India’s current account deficit has narrowed to $22 billion in April-December 2015 from $26.2 bn for the same period of the preceding year, continuing a trend of decline from the record $88.2 bn level of 2012-13. Much of this is, of course, courtesy oil, the imports of which may fall to below $85 bn this fiscal from $164 bn in 2012-13. But amid all this improvement in the balance of payments (BoP) — foreign exchange reserves have hit an all-time-high of $356 bn — there is a less-noticed, yet disquieting trend: Net private remittance transfers, at $15.3 bn in October-December 2015, are down to their lowest in 18 quarters. Given that remittances constitute the country’s second largest export item — with annual earnings of $66.3 bn in 2014-15, only behind the $70.4 bn from software services — there are BoP implications as well.

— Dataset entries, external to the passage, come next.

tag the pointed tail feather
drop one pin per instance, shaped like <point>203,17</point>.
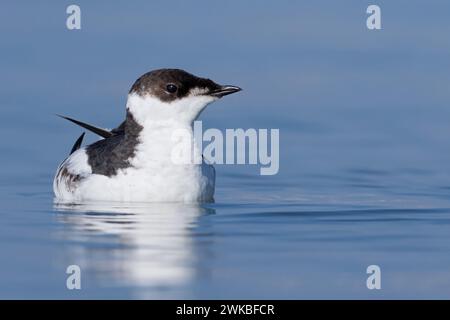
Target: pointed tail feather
<point>99,131</point>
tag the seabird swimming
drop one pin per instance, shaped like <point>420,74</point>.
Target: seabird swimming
<point>134,162</point>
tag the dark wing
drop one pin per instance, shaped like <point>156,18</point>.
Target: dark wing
<point>77,143</point>
<point>101,132</point>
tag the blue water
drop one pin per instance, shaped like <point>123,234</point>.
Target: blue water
<point>364,151</point>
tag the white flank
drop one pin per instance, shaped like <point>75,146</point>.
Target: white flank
<point>153,175</point>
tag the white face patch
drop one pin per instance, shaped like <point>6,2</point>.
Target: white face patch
<point>149,109</point>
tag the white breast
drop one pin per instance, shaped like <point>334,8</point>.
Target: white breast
<point>153,177</point>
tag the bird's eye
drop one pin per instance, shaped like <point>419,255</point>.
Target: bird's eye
<point>171,88</point>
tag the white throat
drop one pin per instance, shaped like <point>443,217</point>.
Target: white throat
<point>167,136</point>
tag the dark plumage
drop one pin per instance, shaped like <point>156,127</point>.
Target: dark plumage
<point>156,82</point>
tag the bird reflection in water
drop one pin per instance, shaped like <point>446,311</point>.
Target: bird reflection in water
<point>133,245</point>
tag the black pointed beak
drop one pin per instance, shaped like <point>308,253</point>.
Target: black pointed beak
<point>223,91</point>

But the real impact, not as easily quantifiable, is human. Currently, there are some 15 million Indian migrant workers living and employed abroad, about half of them in oil-rich West Asian and North African countries. The crash in oil prices have sent these economies into a tailspin, wrecking public finances and forcing their governments to not just undertake spending cuts but also restrict employment opportunities for expatriates. There are reports that up to one million foreign workers may have to leave Saudi Arabia by this year-end, as the kingdom, grappling with a $98 bn budget deficit in 2015 and an official unemployment rate of 11.5 per cent, seeks ways to ensure enough jobs for its own citizens. Similar pressures are building up in the United Arab Emirates, Kuwait, Oman, Qatar and Bahrain, which are all suffering reversal of a decade-long economic boom primarily fuelled by oil. At the receiving end of the forced retrenchments are the millions, including from India, now facing the prospect of returning.
The last decade was, in many ways, a decade of migration for India, both external and internal. Exemplifying this was Kerala, which, in 2014, was estimated to have 2.4 million emigrants remitting around Rs 71,150 crore. But Kerala today also houses three million-odd domestic migrant labourers —mainly from West Bengal, Bihar, Assam, Odisha and Uttar Pradesh — who send back over Rs 20,000 crore annually to their home states. This phenomenon of Indians literally going places within and outside the country to find work was enabled by improved connectivity (think mobile phones and rural roads) and global economic growth creating all-round employment opportunities. It would be a tragedy if all this migration — a powerful force for poverty reduction — goes into reverse in the days ahead.